Daily Express

Patients need time between chemo cycles

- By Hanna Geissler Health Editor

CHEMOTHERA­PY can be given intravenou­sly, usually in hospital, or taken as tablets at home with regular check-ups.

The drugs enter the patient’s bloodstrea­m and therefore reach all parts of the body.

They are described as cytotoxic – meaning toxic to cells.

It stops the cancer growing and can be used if it has spread from its initial site or there is a danger it will.

How long the patient requires the medication depends on the stage and type of the disease.

Bob Phillips, Professor of Paediatric Oncology at the University of York, said the treatment was given “traditiona­lly between four and six ‘cycles’ (blocks) of chemo, each cycle lasting 21 days and consisting of a day or few days of chemo.”

He said there would then be “time for the body to recover from it, while the chemo keeps damaging the cancer cell”. Side-effects occur because healthy cells are damaged alongside any cancer cells.

Treatment can make people feel very tired and nauseous, and cause them to vomit and lose their hair.

Chemo patients are also at an increased risk of getting infections, a sore mouth, dry, sore or itchy skin as well as bowel issues.

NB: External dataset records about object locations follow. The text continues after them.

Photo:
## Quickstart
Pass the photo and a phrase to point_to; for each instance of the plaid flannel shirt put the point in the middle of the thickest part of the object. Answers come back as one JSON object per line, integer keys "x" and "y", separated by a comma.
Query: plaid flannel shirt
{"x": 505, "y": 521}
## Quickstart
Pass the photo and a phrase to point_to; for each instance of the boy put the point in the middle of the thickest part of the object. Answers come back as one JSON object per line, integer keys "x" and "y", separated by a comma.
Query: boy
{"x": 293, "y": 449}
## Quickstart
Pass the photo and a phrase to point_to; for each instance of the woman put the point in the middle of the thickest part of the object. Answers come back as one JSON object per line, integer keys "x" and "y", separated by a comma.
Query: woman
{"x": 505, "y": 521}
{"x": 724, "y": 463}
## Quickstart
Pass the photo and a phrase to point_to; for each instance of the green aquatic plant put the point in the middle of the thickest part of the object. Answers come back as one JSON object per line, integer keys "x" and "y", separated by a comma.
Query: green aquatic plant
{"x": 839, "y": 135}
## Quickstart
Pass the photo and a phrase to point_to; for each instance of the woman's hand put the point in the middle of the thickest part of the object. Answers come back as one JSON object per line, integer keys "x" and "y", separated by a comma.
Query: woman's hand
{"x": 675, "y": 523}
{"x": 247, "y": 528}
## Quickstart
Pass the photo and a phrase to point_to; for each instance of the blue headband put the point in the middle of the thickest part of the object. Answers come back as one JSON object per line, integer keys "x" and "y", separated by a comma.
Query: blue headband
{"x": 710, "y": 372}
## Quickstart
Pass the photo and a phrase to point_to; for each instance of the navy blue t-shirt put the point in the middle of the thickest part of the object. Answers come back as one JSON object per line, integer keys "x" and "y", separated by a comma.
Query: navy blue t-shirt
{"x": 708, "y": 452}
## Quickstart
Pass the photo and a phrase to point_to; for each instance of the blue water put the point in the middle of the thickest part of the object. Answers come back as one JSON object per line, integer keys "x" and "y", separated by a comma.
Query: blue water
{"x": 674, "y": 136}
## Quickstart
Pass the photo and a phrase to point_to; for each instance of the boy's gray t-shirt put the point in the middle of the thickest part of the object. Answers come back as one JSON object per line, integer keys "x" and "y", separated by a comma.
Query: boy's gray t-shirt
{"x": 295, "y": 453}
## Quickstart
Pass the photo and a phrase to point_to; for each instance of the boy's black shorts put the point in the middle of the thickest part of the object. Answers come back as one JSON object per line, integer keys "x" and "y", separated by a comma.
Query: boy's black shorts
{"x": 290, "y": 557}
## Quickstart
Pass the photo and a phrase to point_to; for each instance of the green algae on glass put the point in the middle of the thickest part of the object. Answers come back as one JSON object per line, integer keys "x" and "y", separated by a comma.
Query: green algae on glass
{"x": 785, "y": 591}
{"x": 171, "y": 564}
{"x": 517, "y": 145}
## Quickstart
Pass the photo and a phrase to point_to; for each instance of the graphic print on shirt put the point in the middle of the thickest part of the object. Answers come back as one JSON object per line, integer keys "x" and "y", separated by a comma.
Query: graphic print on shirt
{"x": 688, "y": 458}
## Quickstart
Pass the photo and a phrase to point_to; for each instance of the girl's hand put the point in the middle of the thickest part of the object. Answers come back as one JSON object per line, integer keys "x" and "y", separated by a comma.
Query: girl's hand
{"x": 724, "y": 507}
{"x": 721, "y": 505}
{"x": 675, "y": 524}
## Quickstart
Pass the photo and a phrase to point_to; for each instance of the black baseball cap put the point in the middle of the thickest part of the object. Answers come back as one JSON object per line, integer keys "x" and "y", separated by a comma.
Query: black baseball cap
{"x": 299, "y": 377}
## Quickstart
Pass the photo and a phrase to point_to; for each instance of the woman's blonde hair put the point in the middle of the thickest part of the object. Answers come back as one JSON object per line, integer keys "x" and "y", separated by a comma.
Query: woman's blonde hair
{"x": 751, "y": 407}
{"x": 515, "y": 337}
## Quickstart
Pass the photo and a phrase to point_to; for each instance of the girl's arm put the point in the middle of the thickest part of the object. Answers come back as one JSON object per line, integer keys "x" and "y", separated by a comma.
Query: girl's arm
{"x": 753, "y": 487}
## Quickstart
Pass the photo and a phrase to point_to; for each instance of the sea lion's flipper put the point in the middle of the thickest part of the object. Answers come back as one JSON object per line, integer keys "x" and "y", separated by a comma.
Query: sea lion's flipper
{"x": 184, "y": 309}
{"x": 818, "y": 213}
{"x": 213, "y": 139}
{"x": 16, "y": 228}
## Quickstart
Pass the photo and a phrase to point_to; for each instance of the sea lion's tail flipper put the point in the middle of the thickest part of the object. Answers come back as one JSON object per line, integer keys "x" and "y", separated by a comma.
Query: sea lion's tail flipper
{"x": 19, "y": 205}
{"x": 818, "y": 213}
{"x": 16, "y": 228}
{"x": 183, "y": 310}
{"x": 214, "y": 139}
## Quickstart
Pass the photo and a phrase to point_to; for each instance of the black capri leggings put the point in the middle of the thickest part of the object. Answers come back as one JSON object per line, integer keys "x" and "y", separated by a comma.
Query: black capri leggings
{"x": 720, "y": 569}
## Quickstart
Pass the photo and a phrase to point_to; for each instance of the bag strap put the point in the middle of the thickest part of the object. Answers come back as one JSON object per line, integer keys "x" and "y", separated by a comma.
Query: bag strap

The treatment can be used before or after surgery, or combined with other treatments – such as radiothera­py – to make them more effective. X-rays, scans, blood tests and physical examinatio­ns may be used to monitor progress.

More than 375,000 people are diagnosed with cancer each year in the UK and there are more than 167,000 deaths from the disease.

Half of patients survive for a decade or more after diagnosis. Breast cancer is the most common type of the disease here, followed by prostate, lung and bowel.